The rental assistance program recommended by the commission would be based solely on household size and income. It suggests that the city adopt a formula which, for example, would pay $44.93 each month to a family of three with an $8,000 annual income.

The program would allow the City Council, however, to determine income limits and the amount of available benefits. The draft summary estimated that only 7,400 tenant households in the city will be helped this fiscal year by the existing programs.

For homeowners, the commission again suggests that help be based on household size and income and that it be provided when the property tax is paid, rather than later as in one current program. A tax reduction program is recommended for low income homwowners. In such instances, the report noted, the council has the opportunity "to undertake a nationally significant pioneering effort.

The commission also recommended a number of programs to deal with the problem of rundown, dilapidated buildings in the city. The report notes that 15 to 20 percent of all owner-occupied housing, and between 25 and 35 percent of all rental housing in the city need repair work. Recommendations included a large scale landlord counselling program with emphasis on small landlords, tenant counseling programs, and homeownership counseling and maintenance training.

The report estimated that 74,800 tenant households in the city would like to become homeowners. The District's housing turnover rate was found to be low compared to the suburbans and other central cities.
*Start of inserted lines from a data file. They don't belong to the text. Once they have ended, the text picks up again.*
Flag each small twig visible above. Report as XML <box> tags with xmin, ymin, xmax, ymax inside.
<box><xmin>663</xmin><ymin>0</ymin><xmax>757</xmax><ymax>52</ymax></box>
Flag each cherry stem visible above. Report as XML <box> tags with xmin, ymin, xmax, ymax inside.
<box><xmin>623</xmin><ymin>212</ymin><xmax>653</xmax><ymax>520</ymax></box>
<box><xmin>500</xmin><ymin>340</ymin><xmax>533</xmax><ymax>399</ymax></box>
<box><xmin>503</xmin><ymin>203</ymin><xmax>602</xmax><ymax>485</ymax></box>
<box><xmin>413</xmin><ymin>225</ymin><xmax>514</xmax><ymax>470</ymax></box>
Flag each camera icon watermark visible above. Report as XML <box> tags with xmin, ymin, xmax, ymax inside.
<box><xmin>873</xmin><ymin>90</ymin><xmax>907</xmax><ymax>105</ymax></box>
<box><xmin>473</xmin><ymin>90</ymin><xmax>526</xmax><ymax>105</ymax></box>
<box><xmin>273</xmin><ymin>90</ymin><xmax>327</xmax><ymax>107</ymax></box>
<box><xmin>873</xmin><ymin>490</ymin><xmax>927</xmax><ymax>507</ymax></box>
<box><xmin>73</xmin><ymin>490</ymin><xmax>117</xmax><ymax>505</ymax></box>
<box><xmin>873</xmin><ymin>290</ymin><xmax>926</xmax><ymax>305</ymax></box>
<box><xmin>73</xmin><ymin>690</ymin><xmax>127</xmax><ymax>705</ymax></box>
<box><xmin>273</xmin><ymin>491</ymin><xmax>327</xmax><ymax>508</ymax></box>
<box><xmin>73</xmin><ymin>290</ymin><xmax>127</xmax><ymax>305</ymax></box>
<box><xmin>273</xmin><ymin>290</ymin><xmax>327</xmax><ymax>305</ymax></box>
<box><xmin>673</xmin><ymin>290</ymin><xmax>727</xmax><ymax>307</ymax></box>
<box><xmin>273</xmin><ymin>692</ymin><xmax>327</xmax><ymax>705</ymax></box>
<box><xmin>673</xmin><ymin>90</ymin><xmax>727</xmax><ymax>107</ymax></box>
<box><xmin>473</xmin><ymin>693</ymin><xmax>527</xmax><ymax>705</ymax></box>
Serving on the commission were Irving Kriegsfield, a local housing expert who is president of the Apartment and Office Building Association and who served as chairman of the commission; City Council members Marion Barry (D-At Large) and Winter; Comer S. Coppie, the city's budget director; Lorenzo Jacobs Jr., director of housing for Washington: Ben W. Gilbert, the city's planning director; Thornton W. Owen, chairman of the board of Perpetual Federal Savings and Loan; Marjorie McGowan, a lawyer and adviser in the general counsel's office of the U.S. Department of Housing and Urban Development, and John D. Thompson, president of Bijohn Realty.